As notas fiscais eletrônicas emitidas no Brasil passarão por mudanças significativas a partir de 1º de janeiro de 2026. A principal alteração será a inclusão de dois novos tributos: a CBS (Contribuição sobre Bens e Serviços) e o IBS (Imposto sobre Bens e Serviços). As regras foram definidas pela Receita Federal e fazem parte da implementação da Reforma Tributária do Consumo.
A mudança decorre da Lei Complementar nº 214, de 2025, que regulamenta o novo modelo tributário brasileiro. Com a nova legislação, os documentos fiscais deverão detalhar, de forma separada, os valores referentes à CBS e ao IBS, substituindo tributos atualmente em vigor.
Segundo a Receita Federal, empresas de todos os portes precisarão atualizar seus sistemas de emissão de notas fiscais eletrônicas para atender às exigências legais. Equipes de faturamento e contabilidade também deverão passar por capacitação específica, já que os layouts dos documentos fiscais serão modificados conforme normas do órgão e do Comitê Gestor do IBS.
Como funcionam os novos tributos
A CBS será um imposto federal criado para substituir o PIS e a Cofins. Ela incidirá sobre operações com bens, serviços e produtos digitais, com arrecadação concentrada na União.

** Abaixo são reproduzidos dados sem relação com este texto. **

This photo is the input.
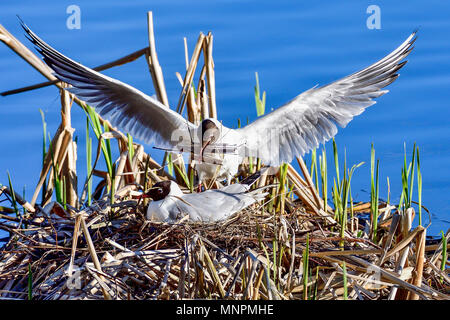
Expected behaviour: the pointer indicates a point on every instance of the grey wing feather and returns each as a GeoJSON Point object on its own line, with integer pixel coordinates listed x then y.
{"type": "Point", "coordinates": [125, 107]}
{"type": "Point", "coordinates": [312, 117]}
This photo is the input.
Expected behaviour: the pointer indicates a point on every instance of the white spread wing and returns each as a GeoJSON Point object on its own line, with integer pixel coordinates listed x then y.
{"type": "Point", "coordinates": [312, 117]}
{"type": "Point", "coordinates": [125, 107]}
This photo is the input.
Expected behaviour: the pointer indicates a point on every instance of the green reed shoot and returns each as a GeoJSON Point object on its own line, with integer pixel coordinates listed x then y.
{"type": "Point", "coordinates": [419, 186]}
{"type": "Point", "coordinates": [282, 187]}
{"type": "Point", "coordinates": [30, 282]}
{"type": "Point", "coordinates": [13, 196]}
{"type": "Point", "coordinates": [344, 274]}
{"type": "Point", "coordinates": [374, 192]}
{"type": "Point", "coordinates": [314, 169]}
{"type": "Point", "coordinates": [336, 161]}
{"type": "Point", "coordinates": [324, 177]}
{"type": "Point", "coordinates": [444, 251]}
{"type": "Point", "coordinates": [305, 258]}
{"type": "Point", "coordinates": [130, 148]}
{"type": "Point", "coordinates": [260, 101]}
{"type": "Point", "coordinates": [88, 163]}
{"type": "Point", "coordinates": [105, 145]}
{"type": "Point", "coordinates": [59, 187]}
{"type": "Point", "coordinates": [407, 181]}
{"type": "Point", "coordinates": [44, 150]}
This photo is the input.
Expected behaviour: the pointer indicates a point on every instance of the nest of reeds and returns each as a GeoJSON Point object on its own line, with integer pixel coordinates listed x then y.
{"type": "Point", "coordinates": [292, 245]}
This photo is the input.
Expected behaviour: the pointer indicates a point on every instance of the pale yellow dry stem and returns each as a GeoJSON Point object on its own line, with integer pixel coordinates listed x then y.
{"type": "Point", "coordinates": [187, 81]}
{"type": "Point", "coordinates": [93, 254]}
{"type": "Point", "coordinates": [155, 68]}
{"type": "Point", "coordinates": [420, 259]}
{"type": "Point", "coordinates": [69, 166]}
{"type": "Point", "coordinates": [209, 63]}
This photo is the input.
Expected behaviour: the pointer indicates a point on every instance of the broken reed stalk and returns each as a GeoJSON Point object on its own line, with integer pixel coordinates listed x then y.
{"type": "Point", "coordinates": [128, 58]}
{"type": "Point", "coordinates": [63, 135]}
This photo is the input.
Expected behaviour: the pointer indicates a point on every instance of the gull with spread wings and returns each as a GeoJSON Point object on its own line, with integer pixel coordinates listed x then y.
{"type": "Point", "coordinates": [292, 130]}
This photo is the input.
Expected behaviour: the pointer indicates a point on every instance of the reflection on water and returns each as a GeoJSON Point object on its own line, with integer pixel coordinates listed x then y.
{"type": "Point", "coordinates": [293, 46]}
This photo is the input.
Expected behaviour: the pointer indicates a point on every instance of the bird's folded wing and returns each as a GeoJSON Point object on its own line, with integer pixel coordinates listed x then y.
{"type": "Point", "coordinates": [311, 118]}
{"type": "Point", "coordinates": [123, 106]}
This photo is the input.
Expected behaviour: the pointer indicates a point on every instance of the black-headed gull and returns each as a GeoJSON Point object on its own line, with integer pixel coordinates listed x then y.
{"type": "Point", "coordinates": [292, 130]}
{"type": "Point", "coordinates": [171, 204]}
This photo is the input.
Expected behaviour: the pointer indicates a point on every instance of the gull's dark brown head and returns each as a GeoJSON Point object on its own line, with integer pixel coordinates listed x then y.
{"type": "Point", "coordinates": [159, 191]}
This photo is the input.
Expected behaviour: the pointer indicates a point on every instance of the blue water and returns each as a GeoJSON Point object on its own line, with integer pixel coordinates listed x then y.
{"type": "Point", "coordinates": [291, 44]}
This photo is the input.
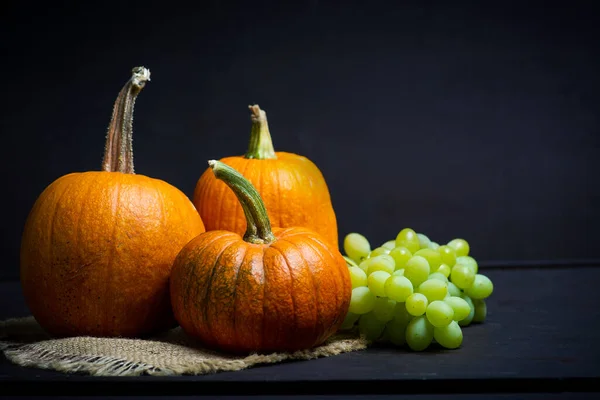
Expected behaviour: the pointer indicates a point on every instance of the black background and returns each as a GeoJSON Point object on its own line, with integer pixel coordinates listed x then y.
{"type": "Point", "coordinates": [478, 120]}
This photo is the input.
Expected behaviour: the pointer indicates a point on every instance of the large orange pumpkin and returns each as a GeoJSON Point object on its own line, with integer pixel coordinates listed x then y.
{"type": "Point", "coordinates": [293, 189]}
{"type": "Point", "coordinates": [280, 289]}
{"type": "Point", "coordinates": [98, 246]}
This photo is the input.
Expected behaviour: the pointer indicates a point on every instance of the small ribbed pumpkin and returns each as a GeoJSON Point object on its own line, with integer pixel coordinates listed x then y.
{"type": "Point", "coordinates": [292, 187]}
{"type": "Point", "coordinates": [98, 246]}
{"type": "Point", "coordinates": [280, 289]}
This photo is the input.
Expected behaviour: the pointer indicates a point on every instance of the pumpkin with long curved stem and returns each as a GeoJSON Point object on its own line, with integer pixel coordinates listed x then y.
{"type": "Point", "coordinates": [293, 189]}
{"type": "Point", "coordinates": [280, 289]}
{"type": "Point", "coordinates": [98, 246]}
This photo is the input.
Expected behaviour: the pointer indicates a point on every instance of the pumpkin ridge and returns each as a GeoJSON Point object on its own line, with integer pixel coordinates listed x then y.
{"type": "Point", "coordinates": [237, 279]}
{"type": "Point", "coordinates": [110, 263]}
{"type": "Point", "coordinates": [278, 185]}
{"type": "Point", "coordinates": [339, 274]}
{"type": "Point", "coordinates": [159, 195]}
{"type": "Point", "coordinates": [52, 272]}
{"type": "Point", "coordinates": [192, 274]}
{"type": "Point", "coordinates": [209, 286]}
{"type": "Point", "coordinates": [325, 332]}
{"type": "Point", "coordinates": [86, 199]}
{"type": "Point", "coordinates": [275, 247]}
{"type": "Point", "coordinates": [314, 282]}
{"type": "Point", "coordinates": [297, 249]}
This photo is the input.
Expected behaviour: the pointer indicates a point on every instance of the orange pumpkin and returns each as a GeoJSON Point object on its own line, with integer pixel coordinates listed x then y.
{"type": "Point", "coordinates": [280, 289]}
{"type": "Point", "coordinates": [98, 246]}
{"type": "Point", "coordinates": [291, 186]}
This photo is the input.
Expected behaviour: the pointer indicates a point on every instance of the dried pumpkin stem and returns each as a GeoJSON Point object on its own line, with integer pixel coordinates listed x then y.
{"type": "Point", "coordinates": [118, 150]}
{"type": "Point", "coordinates": [261, 145]}
{"type": "Point", "coordinates": [258, 225]}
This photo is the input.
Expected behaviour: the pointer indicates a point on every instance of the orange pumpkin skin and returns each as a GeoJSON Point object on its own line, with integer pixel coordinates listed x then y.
{"type": "Point", "coordinates": [97, 251]}
{"type": "Point", "coordinates": [291, 186]}
{"type": "Point", "coordinates": [237, 296]}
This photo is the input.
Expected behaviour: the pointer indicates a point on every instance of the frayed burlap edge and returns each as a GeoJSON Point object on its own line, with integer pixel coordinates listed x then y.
{"type": "Point", "coordinates": [24, 343]}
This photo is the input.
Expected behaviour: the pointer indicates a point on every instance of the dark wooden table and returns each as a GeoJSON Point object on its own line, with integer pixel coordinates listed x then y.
{"type": "Point", "coordinates": [540, 341]}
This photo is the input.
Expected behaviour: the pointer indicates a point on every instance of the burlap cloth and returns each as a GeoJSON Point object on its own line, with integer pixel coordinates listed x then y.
{"type": "Point", "coordinates": [23, 342]}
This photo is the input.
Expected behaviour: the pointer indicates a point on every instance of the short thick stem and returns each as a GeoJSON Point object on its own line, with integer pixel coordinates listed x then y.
{"type": "Point", "coordinates": [258, 225]}
{"type": "Point", "coordinates": [261, 145]}
{"type": "Point", "coordinates": [118, 150]}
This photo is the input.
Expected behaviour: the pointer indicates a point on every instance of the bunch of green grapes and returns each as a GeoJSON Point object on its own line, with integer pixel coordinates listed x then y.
{"type": "Point", "coordinates": [412, 291]}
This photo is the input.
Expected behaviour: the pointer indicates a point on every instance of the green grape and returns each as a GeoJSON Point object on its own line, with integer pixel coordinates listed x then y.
{"type": "Point", "coordinates": [376, 282]}
{"type": "Point", "coordinates": [433, 289]}
{"type": "Point", "coordinates": [462, 276]}
{"type": "Point", "coordinates": [448, 255]}
{"type": "Point", "coordinates": [398, 288]}
{"type": "Point", "coordinates": [416, 304]}
{"type": "Point", "coordinates": [379, 251]}
{"type": "Point", "coordinates": [357, 277]}
{"type": "Point", "coordinates": [356, 246]}
{"type": "Point", "coordinates": [400, 255]}
{"type": "Point", "coordinates": [438, 275]}
{"type": "Point", "coordinates": [449, 336]}
{"type": "Point", "coordinates": [439, 313]}
{"type": "Point", "coordinates": [349, 321]}
{"type": "Point", "coordinates": [480, 310]}
{"type": "Point", "coordinates": [469, 318]}
{"type": "Point", "coordinates": [396, 329]}
{"type": "Point", "coordinates": [364, 265]}
{"type": "Point", "coordinates": [401, 314]}
{"type": "Point", "coordinates": [362, 300]}
{"type": "Point", "coordinates": [409, 239]}
{"type": "Point", "coordinates": [350, 262]}
{"type": "Point", "coordinates": [453, 290]}
{"type": "Point", "coordinates": [384, 309]}
{"type": "Point", "coordinates": [385, 335]}
{"type": "Point", "coordinates": [469, 262]}
{"type": "Point", "coordinates": [460, 246]}
{"type": "Point", "coordinates": [390, 244]}
{"type": "Point", "coordinates": [444, 269]}
{"type": "Point", "coordinates": [481, 288]}
{"type": "Point", "coordinates": [460, 306]}
{"type": "Point", "coordinates": [419, 333]}
{"type": "Point", "coordinates": [424, 241]}
{"type": "Point", "coordinates": [370, 326]}
{"type": "Point", "coordinates": [433, 258]}
{"type": "Point", "coordinates": [382, 262]}
{"type": "Point", "coordinates": [417, 270]}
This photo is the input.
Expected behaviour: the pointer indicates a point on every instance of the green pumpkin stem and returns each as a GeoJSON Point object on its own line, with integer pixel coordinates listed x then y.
{"type": "Point", "coordinates": [118, 150]}
{"type": "Point", "coordinates": [258, 225]}
{"type": "Point", "coordinates": [261, 145]}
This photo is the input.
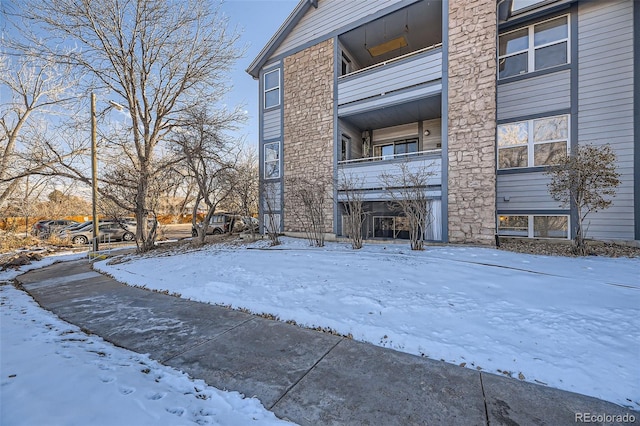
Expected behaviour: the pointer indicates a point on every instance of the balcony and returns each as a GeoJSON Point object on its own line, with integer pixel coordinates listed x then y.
{"type": "Point", "coordinates": [406, 78]}
{"type": "Point", "coordinates": [366, 172]}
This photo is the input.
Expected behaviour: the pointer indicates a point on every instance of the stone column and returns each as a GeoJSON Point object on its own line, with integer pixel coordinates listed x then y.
{"type": "Point", "coordinates": [472, 121]}
{"type": "Point", "coordinates": [308, 126]}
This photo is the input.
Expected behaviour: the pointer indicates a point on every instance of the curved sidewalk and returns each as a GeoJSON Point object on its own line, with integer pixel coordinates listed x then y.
{"type": "Point", "coordinates": [308, 377]}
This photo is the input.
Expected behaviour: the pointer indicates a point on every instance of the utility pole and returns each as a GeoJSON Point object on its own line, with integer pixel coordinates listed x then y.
{"type": "Point", "coordinates": [94, 172]}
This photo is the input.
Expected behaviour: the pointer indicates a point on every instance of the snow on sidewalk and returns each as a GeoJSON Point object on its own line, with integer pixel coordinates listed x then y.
{"type": "Point", "coordinates": [53, 373]}
{"type": "Point", "coordinates": [573, 324]}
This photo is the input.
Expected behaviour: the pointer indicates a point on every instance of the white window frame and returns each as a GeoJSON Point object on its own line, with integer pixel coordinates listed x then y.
{"type": "Point", "coordinates": [530, 224]}
{"type": "Point", "coordinates": [531, 143]}
{"type": "Point", "coordinates": [277, 143]}
{"type": "Point", "coordinates": [271, 89]}
{"type": "Point", "coordinates": [531, 49]}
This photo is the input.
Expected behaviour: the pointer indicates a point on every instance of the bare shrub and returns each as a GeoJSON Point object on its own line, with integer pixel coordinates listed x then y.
{"type": "Point", "coordinates": [350, 188]}
{"type": "Point", "coordinates": [270, 204]}
{"type": "Point", "coordinates": [585, 179]}
{"type": "Point", "coordinates": [309, 200]}
{"type": "Point", "coordinates": [407, 189]}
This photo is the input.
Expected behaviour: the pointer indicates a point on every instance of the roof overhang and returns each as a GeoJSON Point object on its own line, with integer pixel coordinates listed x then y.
{"type": "Point", "coordinates": [291, 21]}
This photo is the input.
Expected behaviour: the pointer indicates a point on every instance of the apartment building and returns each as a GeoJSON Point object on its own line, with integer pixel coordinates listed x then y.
{"type": "Point", "coordinates": [482, 94]}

O IBS, por sua vez, terá gestão compartilhada entre estados e municípios. Ele substituirá o ICMS, cobrado pelos estados, e o ISS, de responsabilidade dos municípios. O tributo integra o modelo de IVA Dual, no qual a CBS é administrada pelo governo federal e o IBS pelos entes subnacionais.
Mudanças em declarações e cadastros
A Receita Federal também prevê alterações em declarações e cadastros fiscais. Entre as novidades está a criação da DeRE (Declaração de Registro de Operações), que deverá ser enviada por plataformas digitais.
Outra mudança relevante ocorrerá a partir de julho de 2026: pessoas físicas que se tornarem contribuintes da CBS ou do IBS deverão se inscrever no CNPJ. A inscrição, porém, não implicará abertura de empresa, mas sim adequação ao novo sistema tributário.